For him, the short-term benefits of Suboxone and therapy have been stability and peace of mind.
Chavez says he’s happy now. He’s mended a torn relationship with his parents. He has a steady job and is taking on side work to pay off his debts.
Last month, Chavez had his first real victory on his march toward recovery.
He was back in the hospital because of more abdominal pain. The nurse asked him if he was on any medications. Chavez knew if he lied about Suboxone he’d get morphine. And he wanted it bad.
But he didn’t lie. He thought about how Perez-Baron and everyone at the Questa group would react to another relapse. He didn’t want to let them down. And he used lessons from the program to overcome the craving.
Chavez felt proud in that moment of strength.

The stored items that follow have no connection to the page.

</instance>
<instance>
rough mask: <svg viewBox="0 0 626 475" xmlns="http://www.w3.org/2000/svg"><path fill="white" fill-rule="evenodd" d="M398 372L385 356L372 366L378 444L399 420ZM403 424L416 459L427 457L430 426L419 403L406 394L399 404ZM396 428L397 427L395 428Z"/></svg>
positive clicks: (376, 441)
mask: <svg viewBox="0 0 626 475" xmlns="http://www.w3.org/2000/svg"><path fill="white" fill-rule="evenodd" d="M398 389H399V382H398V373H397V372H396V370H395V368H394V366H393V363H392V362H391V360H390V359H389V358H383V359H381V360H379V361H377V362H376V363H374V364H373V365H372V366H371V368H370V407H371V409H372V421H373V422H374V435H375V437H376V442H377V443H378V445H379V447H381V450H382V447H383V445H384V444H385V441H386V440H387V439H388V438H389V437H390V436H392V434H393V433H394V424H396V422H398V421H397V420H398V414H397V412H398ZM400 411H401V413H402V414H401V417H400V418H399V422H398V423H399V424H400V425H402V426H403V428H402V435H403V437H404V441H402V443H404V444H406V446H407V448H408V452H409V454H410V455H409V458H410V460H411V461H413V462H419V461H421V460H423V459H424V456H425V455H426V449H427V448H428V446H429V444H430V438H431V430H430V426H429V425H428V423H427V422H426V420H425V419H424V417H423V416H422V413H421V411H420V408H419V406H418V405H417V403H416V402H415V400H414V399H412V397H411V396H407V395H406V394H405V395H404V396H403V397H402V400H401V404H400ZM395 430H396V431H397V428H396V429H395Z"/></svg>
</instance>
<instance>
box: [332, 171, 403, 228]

But he was immediately reminded that small successes for a recovering addict are bittersweet.
Twice now, he says nurses have completely changed their demeanor when they learn he’s on Suboxone. They talk to him differently. They are less kind. Their attitude suggests they don’t see him as a patient, but as an addict.
That kind of judgment means Chavez and others in the group have to hide in the shadows, even after they’ve emerged from the darkness of addiction.
Some recovering addicts have lost jobs when employers learn they’re on Suboxone. Patients in the Questa program know that being open about their recovery can also hinder it. So their triumphs get muted. A small conference room in the Questa clinic is one of the few places where they can celebrate their recovery.
Chavez is adamant that he wants to taper off Suboxone. He’s already cut his dose in half since starting the program. But he’s not rushing into it. For him, it’s important to know he’s not tied to any drug.
“Free,” he says. “I want to be free.”